# Who made Fortex watches?



## SuperMonkey (Jan 13, 2016)

I've inherited an 18ct gold Fortex watch originally purchased in 1964. It says Swiss made, 17 jewels, and Incabloc on the dial. It has a hallmark on the reverse. I've scoured the Internet for information about the brand but have drawn a complete blank. I'd really like to know more about it and find out what it's value might be.

I've attached a couple of photos below.

Can anyone help?

Many thanks


----------



## DJH584 (Apr 10, 2013)

Welcome to the forum. No idea of value - perhaps looking through ebay's sold listings might give you a guide.

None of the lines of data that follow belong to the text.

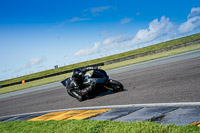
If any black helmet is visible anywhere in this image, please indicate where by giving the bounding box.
[72,68,83,81]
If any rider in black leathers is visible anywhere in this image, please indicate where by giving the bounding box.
[65,67,98,101]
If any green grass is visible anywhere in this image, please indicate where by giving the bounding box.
[0,33,200,85]
[0,44,200,94]
[0,120,200,133]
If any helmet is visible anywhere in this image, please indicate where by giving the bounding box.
[72,68,83,81]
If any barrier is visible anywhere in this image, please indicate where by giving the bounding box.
[0,40,200,88]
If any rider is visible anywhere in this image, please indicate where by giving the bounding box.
[66,67,98,101]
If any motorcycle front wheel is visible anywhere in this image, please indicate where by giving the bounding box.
[106,80,124,92]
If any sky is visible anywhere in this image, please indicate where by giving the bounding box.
[0,0,200,81]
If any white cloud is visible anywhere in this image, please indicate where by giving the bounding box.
[120,18,132,24]
[178,7,200,33]
[130,16,175,45]
[69,17,90,22]
[16,57,46,72]
[75,42,100,56]
[102,36,130,45]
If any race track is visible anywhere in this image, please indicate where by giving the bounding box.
[0,50,200,116]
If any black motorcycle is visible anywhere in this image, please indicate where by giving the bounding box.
[61,68,124,97]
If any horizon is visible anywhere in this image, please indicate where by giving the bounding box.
[0,0,200,81]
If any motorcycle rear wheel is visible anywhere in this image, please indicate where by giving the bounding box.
[109,80,124,92]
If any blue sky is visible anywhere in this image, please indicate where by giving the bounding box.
[0,0,200,80]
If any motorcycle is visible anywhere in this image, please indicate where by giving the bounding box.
[61,67,124,99]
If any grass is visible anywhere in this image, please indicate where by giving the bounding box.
[0,120,200,133]
[0,33,200,85]
[0,44,200,94]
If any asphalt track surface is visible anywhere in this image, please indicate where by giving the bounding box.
[0,50,200,116]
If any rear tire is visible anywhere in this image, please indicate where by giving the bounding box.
[110,80,124,92]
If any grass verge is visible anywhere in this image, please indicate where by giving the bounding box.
[0,120,200,133]
[0,44,200,94]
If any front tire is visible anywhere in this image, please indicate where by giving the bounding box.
[109,80,124,92]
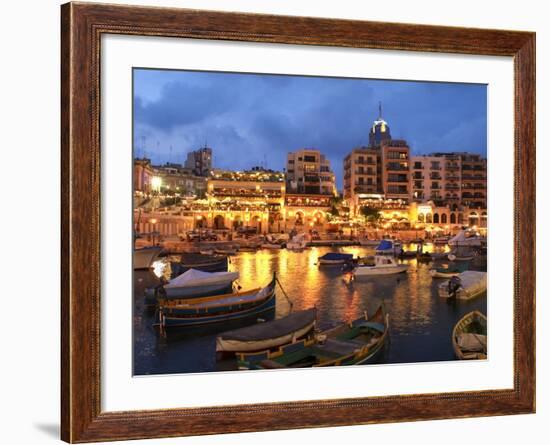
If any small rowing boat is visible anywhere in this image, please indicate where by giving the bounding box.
[216,308,317,355]
[430,263,468,278]
[437,270,487,300]
[158,275,276,329]
[237,306,389,369]
[317,252,353,266]
[452,311,487,360]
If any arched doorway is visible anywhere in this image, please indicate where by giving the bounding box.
[214,215,225,230]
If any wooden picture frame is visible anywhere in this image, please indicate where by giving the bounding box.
[61,3,535,443]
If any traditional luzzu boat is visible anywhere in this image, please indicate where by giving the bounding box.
[376,239,401,255]
[170,253,228,278]
[437,270,487,300]
[359,238,380,247]
[452,311,487,360]
[158,275,276,329]
[448,230,486,247]
[352,255,409,277]
[216,308,317,356]
[237,306,389,369]
[317,252,353,266]
[134,246,162,270]
[430,263,468,278]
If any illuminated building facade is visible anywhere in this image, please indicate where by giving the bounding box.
[286,148,338,196]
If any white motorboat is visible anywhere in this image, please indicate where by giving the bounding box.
[164,269,239,298]
[353,255,409,277]
[437,270,487,300]
[376,239,402,255]
[447,230,485,247]
[134,246,162,270]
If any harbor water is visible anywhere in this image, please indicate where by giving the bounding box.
[133,246,487,375]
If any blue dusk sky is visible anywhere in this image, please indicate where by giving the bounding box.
[133,69,487,188]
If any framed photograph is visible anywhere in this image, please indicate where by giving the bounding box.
[61,3,535,443]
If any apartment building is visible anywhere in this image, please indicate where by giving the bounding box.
[286,148,338,196]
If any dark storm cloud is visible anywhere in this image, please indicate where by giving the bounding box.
[134,70,487,186]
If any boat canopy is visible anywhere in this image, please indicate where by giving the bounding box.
[319,252,353,261]
[376,239,393,250]
[164,269,239,288]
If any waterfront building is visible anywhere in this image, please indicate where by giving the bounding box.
[411,152,487,209]
[205,168,286,233]
[286,148,338,196]
[380,139,410,201]
[185,144,212,177]
[154,163,206,198]
[134,158,155,193]
[283,193,334,232]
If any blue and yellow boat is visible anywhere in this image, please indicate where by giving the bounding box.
[237,305,389,369]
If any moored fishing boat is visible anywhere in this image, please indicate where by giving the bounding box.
[352,255,409,278]
[134,246,162,269]
[437,270,487,300]
[376,239,402,255]
[452,311,487,360]
[158,275,276,329]
[448,230,485,247]
[237,306,389,369]
[430,263,468,278]
[359,238,380,247]
[216,308,317,356]
[145,269,239,299]
[317,252,353,266]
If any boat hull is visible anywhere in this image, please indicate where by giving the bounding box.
[160,292,275,328]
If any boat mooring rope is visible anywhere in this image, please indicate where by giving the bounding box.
[275,277,294,314]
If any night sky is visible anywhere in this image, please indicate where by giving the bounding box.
[134,69,487,189]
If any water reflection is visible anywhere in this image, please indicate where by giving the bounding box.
[134,244,486,374]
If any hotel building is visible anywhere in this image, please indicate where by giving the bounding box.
[286,148,338,196]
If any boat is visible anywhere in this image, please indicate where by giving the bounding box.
[237,306,389,369]
[438,270,487,300]
[430,263,468,278]
[145,269,239,299]
[352,255,409,278]
[447,246,477,261]
[158,275,276,329]
[359,238,380,247]
[448,230,485,247]
[376,239,402,255]
[214,248,237,256]
[433,236,450,246]
[216,308,317,356]
[170,253,228,278]
[452,311,487,360]
[134,246,162,270]
[317,252,353,266]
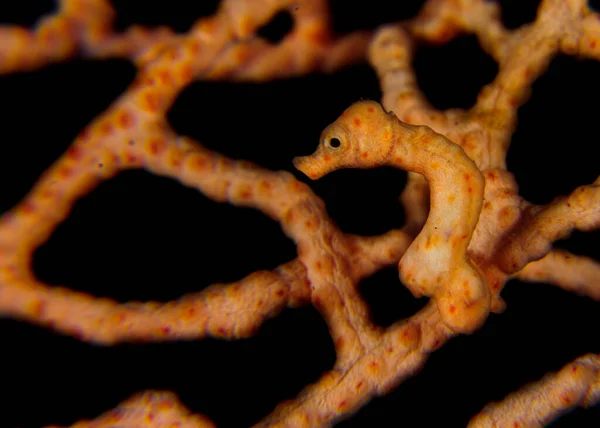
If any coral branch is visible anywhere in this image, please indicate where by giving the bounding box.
[469,354,600,428]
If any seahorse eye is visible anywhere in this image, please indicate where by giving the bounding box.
[325,137,342,150]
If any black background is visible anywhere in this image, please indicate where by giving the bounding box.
[0,0,600,427]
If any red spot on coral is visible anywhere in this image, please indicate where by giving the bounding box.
[20,201,35,214]
[259,180,272,190]
[117,110,134,129]
[79,126,90,142]
[67,146,83,160]
[148,139,167,155]
[179,64,194,84]
[58,166,72,178]
[98,121,113,136]
[185,39,200,55]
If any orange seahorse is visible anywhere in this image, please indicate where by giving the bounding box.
[294,101,490,333]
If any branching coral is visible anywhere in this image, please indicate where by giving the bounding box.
[0,0,600,426]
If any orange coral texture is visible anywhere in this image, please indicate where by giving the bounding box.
[0,0,600,427]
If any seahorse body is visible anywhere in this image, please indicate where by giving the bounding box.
[294,101,490,333]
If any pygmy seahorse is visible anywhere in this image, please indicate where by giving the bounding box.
[294,101,490,333]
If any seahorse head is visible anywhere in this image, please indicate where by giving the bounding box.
[294,101,396,179]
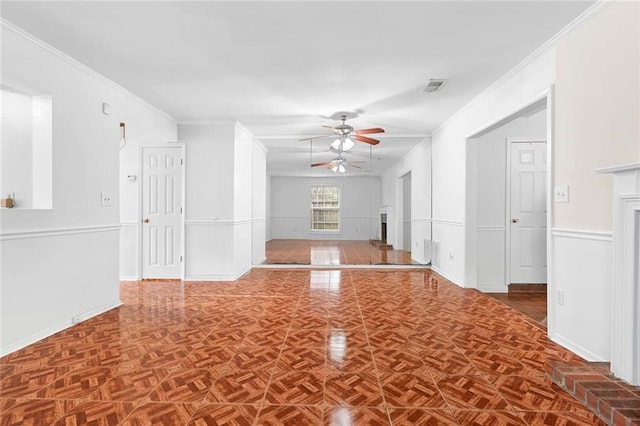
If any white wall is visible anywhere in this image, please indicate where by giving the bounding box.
[402,173,411,251]
[382,139,431,264]
[0,23,175,354]
[550,2,640,360]
[251,140,268,265]
[555,2,640,231]
[432,47,555,286]
[271,176,381,240]
[396,2,640,360]
[465,108,547,292]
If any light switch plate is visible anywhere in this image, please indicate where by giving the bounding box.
[553,185,569,203]
[100,192,112,207]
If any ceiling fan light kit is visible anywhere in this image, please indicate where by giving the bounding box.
[300,114,384,173]
[331,137,356,152]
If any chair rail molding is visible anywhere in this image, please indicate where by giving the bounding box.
[596,163,640,386]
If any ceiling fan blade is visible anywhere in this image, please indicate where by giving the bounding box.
[356,127,384,135]
[298,135,335,142]
[353,135,380,145]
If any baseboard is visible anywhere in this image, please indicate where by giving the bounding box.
[477,285,508,294]
[548,333,611,362]
[184,265,253,281]
[0,299,122,357]
[431,265,465,288]
[120,275,140,281]
[508,284,547,294]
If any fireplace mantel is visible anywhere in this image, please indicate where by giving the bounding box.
[596,163,640,386]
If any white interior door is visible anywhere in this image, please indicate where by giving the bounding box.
[142,148,182,278]
[510,142,547,284]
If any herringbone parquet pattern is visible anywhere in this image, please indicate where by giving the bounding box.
[0,269,602,426]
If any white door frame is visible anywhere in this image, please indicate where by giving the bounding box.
[504,138,550,287]
[136,143,187,280]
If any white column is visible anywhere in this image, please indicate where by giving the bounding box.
[596,164,640,386]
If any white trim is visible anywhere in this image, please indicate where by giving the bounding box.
[0,300,122,356]
[431,219,464,227]
[253,263,431,270]
[476,226,507,232]
[547,332,609,362]
[611,196,640,386]
[0,17,178,125]
[249,138,269,152]
[546,85,556,334]
[184,265,251,281]
[411,217,431,223]
[595,163,640,174]
[428,264,465,288]
[119,275,140,281]
[476,284,509,293]
[184,219,254,226]
[551,228,613,242]
[431,0,610,139]
[0,223,121,241]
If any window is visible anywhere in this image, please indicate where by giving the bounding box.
[311,186,340,231]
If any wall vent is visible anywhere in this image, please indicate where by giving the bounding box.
[423,78,449,93]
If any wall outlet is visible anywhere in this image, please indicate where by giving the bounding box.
[100,192,113,207]
[553,185,569,203]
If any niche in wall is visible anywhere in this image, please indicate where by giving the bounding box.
[0,85,53,209]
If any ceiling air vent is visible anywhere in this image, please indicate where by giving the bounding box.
[423,78,449,93]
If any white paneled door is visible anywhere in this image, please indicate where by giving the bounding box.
[142,147,182,278]
[509,142,547,284]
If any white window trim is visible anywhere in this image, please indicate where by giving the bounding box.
[307,183,342,235]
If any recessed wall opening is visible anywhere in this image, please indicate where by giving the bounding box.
[466,94,550,327]
[380,213,387,244]
[0,85,53,209]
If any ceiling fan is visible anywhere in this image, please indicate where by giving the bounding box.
[300,114,384,146]
[311,155,364,173]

A search on mikrolisk.de comes up with the following information:



 Word trade mark 

 Image trade mark 

 Manufacturer 

 Location and details 

*Fortex*



*Leo *Weill

Uhren; London, England; registriert am 28.5.1926

*Fortex*



Gebr. Grumach *AG *

Uhren, Uhrenteile; Berlin, Deutschland; registriert am 3.6.1926


Perhaps searching on those names may bear more fruit for you.

Regards

David


----------



## SuperMonkey (Jan 13, 2016)

DJH584 said:


> Welcome to the forum. No idea of value - perhaps looking through ebay's sold listings might give you a guide.
> 
> A search on mikrolisk.de comes up with the following information:
> 
> ...


 Thanks. I've tried eBay and not a single Fortex watch comes up. Must be very obscure.

I'll keep looking...

Here's the pictures. They didn't come through first time round.


----------



## SuperMonkey (Jan 13, 2016)

SuperMonkey said:


> I've inherited an 18ct gold Fortex watch originally purchased in 1964. It says Swiss made, 17 jewels, and Incabloc on the dial. It has a hallmark on the reverse. I've scoured the Internet for information about the brand but have drawn a complete blank. I'd really like to know more about it and find out what it's value might be.
> 
> I've attached a couple of photos below.
> 
> ...


 UPDATE: I've established the maker of the case from the hammer marking (161) on the reverse. This is Joseph Erard SA. This company is now owned by Hermes.

I presume the movement and dial will be made by other manufacturers and the assembled watch will have been sold by a distributor who used the Fortex brand name? Is this what normally happens in watchmaking?

Any help with finding more information about this watch would be much appreciated.

Thanks


----------



## Thimo2 (Mar 6, 2019)

It's a lovely watch, congratulations. I'd get it off that stretch bracelet and onto a nice black calf strap though.


----------



## mel (Dec 6, 2006)

In the day, when SWISS ruled the watch world it was common for watchmakers to brand watches to order for various retailers and/or wholesaers as well as sell under their own names. Many of these would be smallish operations, we're NOT talking about companies employing thousands of people, many reputable Swiss makers were not too much more than cottage industry sized makers.

The Quartz revolution - - accuracy at low price points - - almost killed the Swiss traditional watchmakers completely, and only a few remain! A lot of the "generic" type makers names were bought out by larger survbivors, and even come to light every now and then.

HTH a tad


----------



## SuperMonkey (Jan 13, 2016)

mel said:


> In the day, when SWISS ruled the watch world it was common for watchmakers to brand watches to order for various retailers and/or wholesaers as well as sell under their own names. Many of these would be smallish operations, we're NOT talking about companies employing thousands of people, many reputable Swiss makers were not too much more than cottage industry sized makers.
> 
> The Quartz revolution - - accuracy at low price points - - almost killed the Swiss traditional watchmakers completely, and only a few remain! A lot of the "generic" type makers names were bought out by larger survbivors, and even come to light every now and then.
> 
> HTH a tad


 Thanks very much for the info. I suspect that's the case with this watch. I daren't take the case back off to see the movement though. It might give me some more info so I'll have to take it into a jewellers.

Can you help with hallmarks on the reverse? What do the numbers "1234" mean? Is this the production number? Also, what does the diamond shape (or head and shoulders - I can't quite tell) next to the 18k gold mark mean?

Thanks


----------